Between 1947 and 1949, Jean Dubuffet and his wife made three trips to North Africa, staying in the oases of El Golia, Beni-Abbhs, and Timimoun in the heart of the Sahara Desert. The first visit, from February to April of 1947, was driven by necessity. The Dubuffets had to leave Paris, which was experiencing a severe coal shortage, in search of a warmer climate. The artist was deeply affected by the change of scenery and immersed himself in observing the ways of the oases' inhabitants and even tried to learn Arabic. Two subsequent visits, from November 1947 to April 1948 and from March to May of 1949, provided further submersion in Arabic culture.
Sahara was executed in May and June of 1948, immediately upon Dubuffets return from the second North African trip and reflects his experiences in the Sahara. He was greatly influenced by the desert culture and wanted to execute works reflecting his experience of the Sahara. As Andreas Franzke has explained:
Dubuffet's observation of life in the remoteness of the desert, a life that follows its own rhythm of everyday activities and routines, was given expression in pictures of mostly small to modest dimensions. Dubuffet, observing the real-life situations, entered into their spirit with sympathetic appreciation and the transposed them into his own personal idiom. The Arabs' Eastern art of fables found its counterpart in Dubuffet's freely conceived scenes, which take at least part of their expressive fascination with their bright and motley colors. The grandiose feeling of the desert dwellers for ceremonial poses and gestures particularly impressed him, and in his paintings the Arabs appear as actors in a theater of buffoonery that has the endless sands of the Sahara as its stage. (A. Franzke, Dubuffet, New York, 1981, p. 49)
Sahara suggests the intensity of Dubuffet's impressions of the desert. It represents a man, two children, and a large camel are shown in a landscape of sunshine and palm trees. The figures are scratched-out in white against the background of rubbed-in colors such as brown, violet, and black and the scene has the spontaneity of a quick sketch made on site. Notably, Dubuffet has flattened the sphere of the picture and the horizon line of the landscape is at the very top. The people and camel seem to float on the picture surface rather than marking their presence on the ground. The flatness of the picture contributes to the abstract quality of the painting and resembles the pictographic style of children's art.

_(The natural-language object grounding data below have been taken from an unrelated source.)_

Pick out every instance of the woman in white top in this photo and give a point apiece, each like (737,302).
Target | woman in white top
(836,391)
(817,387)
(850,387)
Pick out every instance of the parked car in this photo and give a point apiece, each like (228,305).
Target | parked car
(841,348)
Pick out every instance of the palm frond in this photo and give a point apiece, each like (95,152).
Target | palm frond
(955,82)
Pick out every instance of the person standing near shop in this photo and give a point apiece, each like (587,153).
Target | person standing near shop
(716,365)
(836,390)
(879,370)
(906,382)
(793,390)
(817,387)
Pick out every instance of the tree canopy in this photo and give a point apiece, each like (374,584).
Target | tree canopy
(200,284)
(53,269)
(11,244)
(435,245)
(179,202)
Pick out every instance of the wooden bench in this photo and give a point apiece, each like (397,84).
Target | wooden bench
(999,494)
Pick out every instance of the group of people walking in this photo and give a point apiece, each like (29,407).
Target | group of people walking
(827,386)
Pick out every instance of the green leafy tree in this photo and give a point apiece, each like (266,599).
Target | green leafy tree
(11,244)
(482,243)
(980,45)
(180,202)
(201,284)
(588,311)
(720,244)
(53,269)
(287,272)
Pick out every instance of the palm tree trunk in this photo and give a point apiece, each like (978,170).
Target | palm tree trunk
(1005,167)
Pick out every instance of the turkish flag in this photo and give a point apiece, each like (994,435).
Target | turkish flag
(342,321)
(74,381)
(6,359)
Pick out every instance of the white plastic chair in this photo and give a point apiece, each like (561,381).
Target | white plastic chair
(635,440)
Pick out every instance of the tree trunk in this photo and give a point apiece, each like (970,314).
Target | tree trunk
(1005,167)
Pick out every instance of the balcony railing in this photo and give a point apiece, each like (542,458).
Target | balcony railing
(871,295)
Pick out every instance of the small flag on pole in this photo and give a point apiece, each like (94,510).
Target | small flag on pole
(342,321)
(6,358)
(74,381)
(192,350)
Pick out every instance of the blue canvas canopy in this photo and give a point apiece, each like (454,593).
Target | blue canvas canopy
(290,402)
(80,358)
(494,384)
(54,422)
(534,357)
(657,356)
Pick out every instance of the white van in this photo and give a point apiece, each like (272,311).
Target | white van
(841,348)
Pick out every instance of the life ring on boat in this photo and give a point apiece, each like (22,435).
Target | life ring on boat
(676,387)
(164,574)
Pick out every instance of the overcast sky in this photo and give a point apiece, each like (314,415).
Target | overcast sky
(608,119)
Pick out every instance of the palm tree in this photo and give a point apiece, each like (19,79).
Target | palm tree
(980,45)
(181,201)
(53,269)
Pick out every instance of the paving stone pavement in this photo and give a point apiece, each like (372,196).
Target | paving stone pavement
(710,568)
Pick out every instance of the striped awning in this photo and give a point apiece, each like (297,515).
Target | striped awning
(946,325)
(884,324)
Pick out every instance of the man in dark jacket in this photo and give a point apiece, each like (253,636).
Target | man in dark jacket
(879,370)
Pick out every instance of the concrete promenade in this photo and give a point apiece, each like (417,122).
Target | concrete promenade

Peter Schjeldahl has observed, "A phase in the late 1940s took him repeatedly to the Sahara where the vision of enrobed figures in the desert had to strike him as an apparition of his own art sprung to life. Among the sights that riveted him were patterns of footprints in the dust, an instance of fortuitous picture-making pungent with lived life and brut beyond compare His North Africa is anything but the traditional site of a jaded European's indulgence Rather, Dubuffet wrecks the conventions of exoticism by subjecting them to eruptions of the primal, leveling energy that informs all his art (P. Schjeldahl, exh. cat., Jean Dubuffet 1943-1963, National Gallery of Art, Washington, D.C., 1993, p. 17).
Two significant factors characterize Dubuffet's desert paintings, and Sahara in particular. One is the artist's delight in experimenting with oil paint, achieving marvelous effects with texture and color, and the other is the way in which Dubuffet effortlessly combines reality and fantasy. As Franzke has observed, "Dubuffet's characteristic insistence in this period on making us see the process of conception and execution as the prime factor in the final picture had no less impact on purely linear impulses in perfect unity. As throughout the cycle, here reality and unreality interpenetrate to create an exciting richness of tensions and a refreshing theater in which these simple but exotic scenes are acted out (A. Franzke, op. cit., p. 51).